45

Consider the following brief numpy session showcasing uint64 data type

import numpy as np
 
a = np.zeros(1,np.uint64)
 
a
# array([0], dtype=uint64)
 
a[0] -= 1
a
# array([18446744073709551615], dtype=uint64)
# this is 0xffff ffff ffff ffff, as expected

a[0] -= 1
a
# array([0], dtype=uint64)
# what the heck?

I'm utterly confused by this last output.

I would expect 0xFFFF'FFFF'FFFF'FFFE.

What exactly is going on here?

My setup:

>>> sys.platform
'linux'
>>> sys.version
'3.10.5 (main, Jul 20 2022, 08:58:47) [GCC 7.5.0]'
>>> np.version.version
'1.23.1'
Albert.Lang
  • 523
  • 3
  • 8
  • 5
    Interestingly I get a `OverflowError: long too big to convert` for the second decrement.

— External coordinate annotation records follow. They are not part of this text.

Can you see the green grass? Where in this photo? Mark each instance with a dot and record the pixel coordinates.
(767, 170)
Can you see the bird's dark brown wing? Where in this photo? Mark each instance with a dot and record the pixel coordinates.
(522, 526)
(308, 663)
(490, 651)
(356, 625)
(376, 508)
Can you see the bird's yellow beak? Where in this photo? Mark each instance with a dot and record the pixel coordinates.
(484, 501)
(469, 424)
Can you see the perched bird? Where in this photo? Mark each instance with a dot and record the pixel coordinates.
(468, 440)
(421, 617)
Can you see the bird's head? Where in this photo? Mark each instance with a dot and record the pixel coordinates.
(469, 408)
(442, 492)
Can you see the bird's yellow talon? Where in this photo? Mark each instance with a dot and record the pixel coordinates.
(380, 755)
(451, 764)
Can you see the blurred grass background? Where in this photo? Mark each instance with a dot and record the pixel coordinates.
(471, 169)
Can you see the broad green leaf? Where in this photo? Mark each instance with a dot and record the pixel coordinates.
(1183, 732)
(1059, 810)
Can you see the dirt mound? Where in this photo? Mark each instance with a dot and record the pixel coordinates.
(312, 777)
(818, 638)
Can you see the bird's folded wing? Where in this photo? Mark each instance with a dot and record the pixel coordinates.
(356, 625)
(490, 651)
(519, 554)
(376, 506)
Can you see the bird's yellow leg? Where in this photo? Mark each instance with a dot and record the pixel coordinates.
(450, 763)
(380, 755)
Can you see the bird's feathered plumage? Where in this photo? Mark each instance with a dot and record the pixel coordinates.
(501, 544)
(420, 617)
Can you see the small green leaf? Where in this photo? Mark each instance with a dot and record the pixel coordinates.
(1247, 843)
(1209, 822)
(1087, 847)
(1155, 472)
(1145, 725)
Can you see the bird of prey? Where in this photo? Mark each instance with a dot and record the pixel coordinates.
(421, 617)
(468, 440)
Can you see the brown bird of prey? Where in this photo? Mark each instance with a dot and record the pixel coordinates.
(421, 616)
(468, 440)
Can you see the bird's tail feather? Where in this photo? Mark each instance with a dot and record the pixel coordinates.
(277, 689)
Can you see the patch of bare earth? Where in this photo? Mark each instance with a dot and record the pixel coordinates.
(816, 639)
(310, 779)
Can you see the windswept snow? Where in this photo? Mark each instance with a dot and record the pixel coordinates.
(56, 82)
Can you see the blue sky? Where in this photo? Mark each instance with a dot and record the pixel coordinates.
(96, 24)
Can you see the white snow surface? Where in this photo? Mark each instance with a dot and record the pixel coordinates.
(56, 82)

What version of numpy is this, and in what environment? – Dan Mašek Apr 30 '23 at 16:53
  • 3
    Does it matter if you make the 1 an np array of uint64 type also? – ProfDFrancis Apr 30 '23 at 16:55
  • 4
    Same as Dan, I get `OverflowError: Python int too large to convert to C long` – njzk2 Apr 30 '23 at 16:55
  • 4
    `b = np.zeros(1,np.uint64); b[0] = 1; a - b` give, as one may expect, `array([18446744073709551614], dtype=uint64)`. Similarly `a[0] -= np.uint64(1)` also works. I suspect the `-=` is allowing a conversion to the right-hand side-value type – njzk2 Apr 30 '23 at 16:56
  • 5
    I'm seeing the same issue as OP. Running 3.11 on MacOS. `a[0] -= 1` leaves the value at zero, while `a -= 1` sets the value to FF..FF. – Frank Yellin Apr 30 '23 at 16:59
  • 3
    I got some strange result as well, but not the same one: 0, 0xffffffffffffffff (good so far), then 0x8000000000000000 (???) – harold Apr 30 '23 at 17:03
  • 1
    @ProfDFrancis see comment by njzk2. numpy scalars like `one = np.uint64(1)` also work as expected, `a[0] -= one` even gives an overflow warning at the first subtraction. – Albert.Lang Apr 30 '23 at 17:22
  • 3
    Even `a[0] -= 0` does the same for me. – Kelly Bundy Apr 30 '23 at 18:09
  • 2
    I got the same result as @harold. After a little testing, I found that `a[0] = 1152921504606847360; a[0] -= 1` results in `1152921504606847488` ( it is increasing). Comparing the bit representations of these numbers, it appears that they are truncated at the upper 52 bits after subtraction. Since this is the same length as the float64 fractional bits, this is probably what is happening. – ken Apr 30 '23 at 18:28
  • 2
    @harold: Now that there are answers explaining that floating point conversion is involved, it makes me wonder if you're seeing hardware behaviour. Out-of-range FP to signed-int conversion on x86 produced `0x8000...` (INT_MIN / LONG_MIN), the "indefinite integer" value (https://www.felixcloutier.com/x86/cvtsd2si). AVX-512 FP to unsigned int conversion produces 0xFFFF... for out-of-range inputs. (https://www.felixcloutier.com/x86/vcvtsd2usi). – Peter Cordes May 01 '23 at 14:36
  • @harold: IDK if either result could be explained that way, or if Python range-checks would come into play. Or if not actual AVX-512 hardware, then perhaps a Python compiled with MSVC's FP -> uint64 conversion routines which define the result of out-of-range conversions to match what AVX-512 hardware does: https://devblogs.microsoft.com/cppblog/microsoft-visual-studio-2022-and-floating-point-to-integer-conversions/ . The conversion that gives `0xffff...` is a float with value `-1` which is indeed out-of-range for `uint64_t`, but the 2nd conversion is also out-of-range for `uint64_t`. – Peter Cordes May 01 '23 at 14:38

5 Answers5

40

By default, NumPy converts Python int objects to numpy.int_, a signed integer dtype corresponding to C long. (This decision was made back in the early days when Python int also corresponded to C long.)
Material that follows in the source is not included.